2
$\begingroup$

Suppose you have

$ Y = X^2+Y^2 $

where $X$ and $Y$ are both Gaussian with zero mean and variance $\sigma^2/2$ (you can think of $y$ as the square norm of $Z = X + jY$). The pdf should be Erlang, but I'm not sure about the values of $\lambda$ and $k$.

  • 0
    You've used the same letter, $Y$, for two different things.2011-08-18

2 Answers 2

1

The easiest way to solve this would be compute characteristic function $\mathbb{E}(\mathrm{e}^{i t Y}) = \mathbb{E}(\mathrm{e}^{i t (X_1^2 + X_2^2)}) = \mathbb{E}(\mathrm{e}^{i t X_2^2}) \mathbb{E}(\mathrm{e}^{i t X_1^2})$.

For normal variate:

$ \mathbb{E}(\mathrm{e}^{i t x^2}) = \int_{-\infty}^{\infty} \frac{\mathrm{d}x}{\sqrt{\pi} \sigma} \mathrm{e}^{i t x^2} \mathrm{e}^{- \frac{x^2}{\sigma^2}} = \frac{1}{\sigma} \left( \frac{1}{\sigma^2} - i t\right)^{-\frac{1}{2}} = \frac{1}{\sqrt{1- i t \sigma^2}} $

Then you would compare this to the characteristic function of $\Gamma$ distribution to determite that it is the characteristic function of of $\Gamma(\alpha = \frac{1}{2}, \beta = \sigma^2)$.

Added: I should add, after seeing Michael's response that combining we get $\mathbb{E}(\mathrm{e}^{i t Y}) = (1-i t \sigma^2)^{-1}$, and this is gamma distribution with $\alpha=1$, also known as exponential distribution.
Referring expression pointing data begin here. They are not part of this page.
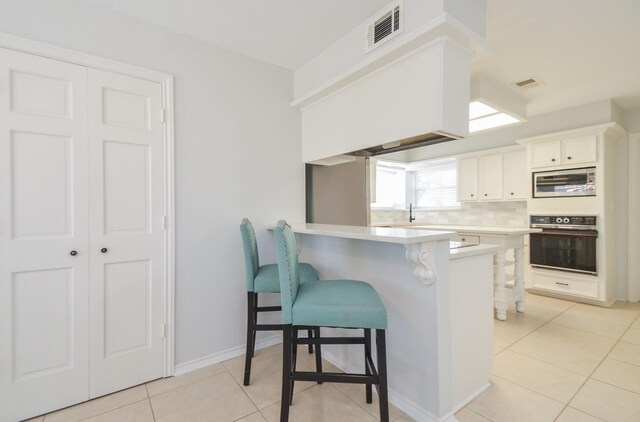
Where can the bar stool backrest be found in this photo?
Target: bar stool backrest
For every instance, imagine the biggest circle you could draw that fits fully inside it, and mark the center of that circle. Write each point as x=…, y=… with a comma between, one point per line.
x=250, y=247
x=287, y=267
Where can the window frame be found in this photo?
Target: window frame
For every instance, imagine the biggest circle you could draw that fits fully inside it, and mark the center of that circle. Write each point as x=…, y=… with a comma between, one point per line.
x=412, y=171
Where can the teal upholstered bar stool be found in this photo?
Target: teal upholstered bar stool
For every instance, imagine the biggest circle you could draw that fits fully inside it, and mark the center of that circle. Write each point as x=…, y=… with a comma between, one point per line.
x=263, y=279
x=328, y=303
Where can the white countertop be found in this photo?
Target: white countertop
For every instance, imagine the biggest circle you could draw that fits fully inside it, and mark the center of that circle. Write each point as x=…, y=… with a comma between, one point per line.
x=401, y=235
x=469, y=251
x=468, y=229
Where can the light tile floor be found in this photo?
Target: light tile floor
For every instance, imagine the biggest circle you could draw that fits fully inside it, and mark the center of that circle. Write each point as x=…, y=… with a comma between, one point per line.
x=559, y=361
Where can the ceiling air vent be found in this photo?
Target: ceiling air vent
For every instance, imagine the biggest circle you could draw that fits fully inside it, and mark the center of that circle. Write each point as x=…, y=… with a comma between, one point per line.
x=386, y=25
x=528, y=83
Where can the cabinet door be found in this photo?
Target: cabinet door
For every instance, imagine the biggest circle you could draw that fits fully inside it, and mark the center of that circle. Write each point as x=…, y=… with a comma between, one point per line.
x=545, y=154
x=490, y=177
x=516, y=175
x=467, y=179
x=579, y=150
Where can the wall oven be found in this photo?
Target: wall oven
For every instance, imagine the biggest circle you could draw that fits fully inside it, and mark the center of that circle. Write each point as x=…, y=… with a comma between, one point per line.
x=566, y=243
x=572, y=182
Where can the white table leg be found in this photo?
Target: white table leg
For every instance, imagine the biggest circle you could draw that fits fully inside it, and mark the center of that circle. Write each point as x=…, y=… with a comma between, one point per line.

Alternatively you should use the fact that $X_1 =^d \frac{\sigma}{\sqrt{2}} Z_1$, where $Z_1$ is standard normal variate. Then $Y = X_1^2+X_2^2 = \frac{\sigma^2}{2} (Z_1^2+Z_2^2)$. Notice that $Z_1^2 + Z_2^2$ follows $\chi^2_2$, i.e chi-squared with two degrees of freedom, hence $Y$ is a rescaled $\chi^2_2$ variate.

1

I see that Sasha has written a very careful answer with a conspicuous omission: What you get is an exponential distribution, with expected value $\sigma^2$ (since the variance you started with is $\sigma^2/2$.

The chi-square distribution with two degrees of freedom is a memoryless exponential distribution.